Paper 2021/977

Shorter and Faster Post-Quantum Designated-Verifier zkSNARKs from Lattices

Yuval Ishai, Hang Su, and David J. Wu

Abstract

Zero-knowledge succinct arguments of knowledge (zkSNARKs) enable efficient privacy-preserving proofs of membership for general NP languages. Our focus in this work is on post-quantum zkSNARKs, with a focus on minimizing proof size. Currently, there is a $1000\times$ gap in the proof size between the best pre-quantum constructions and the best post-quantum ones. Here, we develop and implement new lattice-based zkSNARKs in the designated-verifier preprocessing model.
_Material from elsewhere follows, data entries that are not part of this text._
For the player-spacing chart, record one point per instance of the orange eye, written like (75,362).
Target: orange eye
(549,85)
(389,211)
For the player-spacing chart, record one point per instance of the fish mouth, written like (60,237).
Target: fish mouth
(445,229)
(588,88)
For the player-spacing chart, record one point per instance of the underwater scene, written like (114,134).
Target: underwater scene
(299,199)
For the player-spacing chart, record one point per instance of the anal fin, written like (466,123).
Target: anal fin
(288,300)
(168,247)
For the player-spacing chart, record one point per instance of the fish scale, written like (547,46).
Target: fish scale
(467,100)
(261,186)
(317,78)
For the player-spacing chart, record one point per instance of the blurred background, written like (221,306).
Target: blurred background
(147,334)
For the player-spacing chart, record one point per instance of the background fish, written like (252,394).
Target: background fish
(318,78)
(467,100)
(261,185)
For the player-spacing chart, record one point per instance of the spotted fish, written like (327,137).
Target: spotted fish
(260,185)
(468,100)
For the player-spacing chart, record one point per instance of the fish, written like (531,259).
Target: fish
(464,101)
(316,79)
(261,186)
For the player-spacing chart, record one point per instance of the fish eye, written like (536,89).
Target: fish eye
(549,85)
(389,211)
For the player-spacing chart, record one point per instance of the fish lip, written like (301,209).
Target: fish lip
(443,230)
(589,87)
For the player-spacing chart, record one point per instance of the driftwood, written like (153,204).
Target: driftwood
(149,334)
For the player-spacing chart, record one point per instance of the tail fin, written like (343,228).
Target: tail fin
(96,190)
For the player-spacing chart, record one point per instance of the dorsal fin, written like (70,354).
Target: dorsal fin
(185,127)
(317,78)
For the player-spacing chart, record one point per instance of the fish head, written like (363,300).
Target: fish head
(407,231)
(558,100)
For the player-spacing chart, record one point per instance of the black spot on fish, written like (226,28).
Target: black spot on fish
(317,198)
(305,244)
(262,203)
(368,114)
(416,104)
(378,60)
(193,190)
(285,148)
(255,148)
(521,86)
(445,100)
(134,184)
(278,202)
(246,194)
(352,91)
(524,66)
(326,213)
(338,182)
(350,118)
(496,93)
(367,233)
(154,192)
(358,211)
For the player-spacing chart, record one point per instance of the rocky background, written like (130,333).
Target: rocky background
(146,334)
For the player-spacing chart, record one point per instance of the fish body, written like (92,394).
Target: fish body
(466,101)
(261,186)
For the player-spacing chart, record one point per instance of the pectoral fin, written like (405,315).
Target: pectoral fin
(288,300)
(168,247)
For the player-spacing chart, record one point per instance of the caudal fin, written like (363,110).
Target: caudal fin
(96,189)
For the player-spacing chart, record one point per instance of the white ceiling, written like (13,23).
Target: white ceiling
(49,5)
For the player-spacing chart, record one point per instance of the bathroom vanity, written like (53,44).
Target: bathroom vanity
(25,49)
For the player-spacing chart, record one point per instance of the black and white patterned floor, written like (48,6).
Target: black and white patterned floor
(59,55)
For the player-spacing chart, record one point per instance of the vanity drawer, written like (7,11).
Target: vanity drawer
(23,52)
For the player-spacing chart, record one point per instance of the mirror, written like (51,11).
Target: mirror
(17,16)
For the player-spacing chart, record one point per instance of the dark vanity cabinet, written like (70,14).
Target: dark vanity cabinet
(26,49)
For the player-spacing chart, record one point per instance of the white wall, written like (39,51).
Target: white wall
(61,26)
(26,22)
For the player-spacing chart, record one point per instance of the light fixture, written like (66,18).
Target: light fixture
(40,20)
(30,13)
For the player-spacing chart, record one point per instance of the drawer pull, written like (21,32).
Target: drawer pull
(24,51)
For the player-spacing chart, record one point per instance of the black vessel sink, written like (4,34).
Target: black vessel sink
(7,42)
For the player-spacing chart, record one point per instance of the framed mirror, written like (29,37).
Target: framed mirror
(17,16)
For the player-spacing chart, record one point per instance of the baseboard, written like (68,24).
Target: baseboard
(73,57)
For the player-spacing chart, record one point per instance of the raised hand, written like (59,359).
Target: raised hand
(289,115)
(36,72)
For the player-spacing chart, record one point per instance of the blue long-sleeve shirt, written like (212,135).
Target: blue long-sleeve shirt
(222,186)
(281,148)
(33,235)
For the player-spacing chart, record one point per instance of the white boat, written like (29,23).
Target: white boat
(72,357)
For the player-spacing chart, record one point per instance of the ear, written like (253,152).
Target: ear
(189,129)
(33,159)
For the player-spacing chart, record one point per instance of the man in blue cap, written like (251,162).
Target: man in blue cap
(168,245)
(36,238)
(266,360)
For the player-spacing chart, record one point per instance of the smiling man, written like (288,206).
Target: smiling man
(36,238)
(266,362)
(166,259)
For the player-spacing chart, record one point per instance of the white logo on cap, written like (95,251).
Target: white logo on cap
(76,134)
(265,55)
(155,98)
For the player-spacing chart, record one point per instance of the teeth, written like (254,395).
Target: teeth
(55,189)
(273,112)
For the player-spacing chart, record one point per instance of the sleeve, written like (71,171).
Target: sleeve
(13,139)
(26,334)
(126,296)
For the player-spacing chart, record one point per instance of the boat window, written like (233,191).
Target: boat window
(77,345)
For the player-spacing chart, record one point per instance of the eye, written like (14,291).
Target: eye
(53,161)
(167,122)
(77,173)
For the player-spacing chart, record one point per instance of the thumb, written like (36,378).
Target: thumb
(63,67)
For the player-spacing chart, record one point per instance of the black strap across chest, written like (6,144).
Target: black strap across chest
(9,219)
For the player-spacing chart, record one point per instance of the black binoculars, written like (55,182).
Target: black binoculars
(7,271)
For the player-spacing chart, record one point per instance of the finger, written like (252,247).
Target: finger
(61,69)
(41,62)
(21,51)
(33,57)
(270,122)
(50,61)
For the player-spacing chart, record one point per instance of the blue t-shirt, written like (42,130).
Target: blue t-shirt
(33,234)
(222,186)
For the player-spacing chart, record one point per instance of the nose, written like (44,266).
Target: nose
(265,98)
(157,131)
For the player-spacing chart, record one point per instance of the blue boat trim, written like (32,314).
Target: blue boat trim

With our construction, after an initial preprocessing step, a proof for an NP relation of size $2^{20}$ is just over 16 KB. Our proofs are $10.3\times$ shorter than previous post-quantum zkSNARKs for general NP languages. Compared to previous lattice-based zkSNARKs (also in the designated-verifier preprocessing model), we obtain a $42\times$ reduction in proof size and a $60\times$ reduction in the prover's running time, all while achieving a much higher level of soundness. Compared to the shortest pre-quantum zkSNARKs by Groth (Eurocrypt 2016), the proof size in our lattice-based construction is $131\times$ longer, but both the prover and the verifier are faster (by $1.2\times$ and $2.8\times$, respectively). Our construction follows the general blueprint of Bitansky et al. (TCC 2013) and Boneh et al. (Eurocrypt 2017) of combining a linear probabilistically checkable proof (linear PCP) together with a linear-only vector encryption scheme. We develop a concretely-efficient lattice-based instantiation of this compiler by considering quadratic extension fields of moderate characteristic and using linear-only vector encryption over rank-2 module lattices.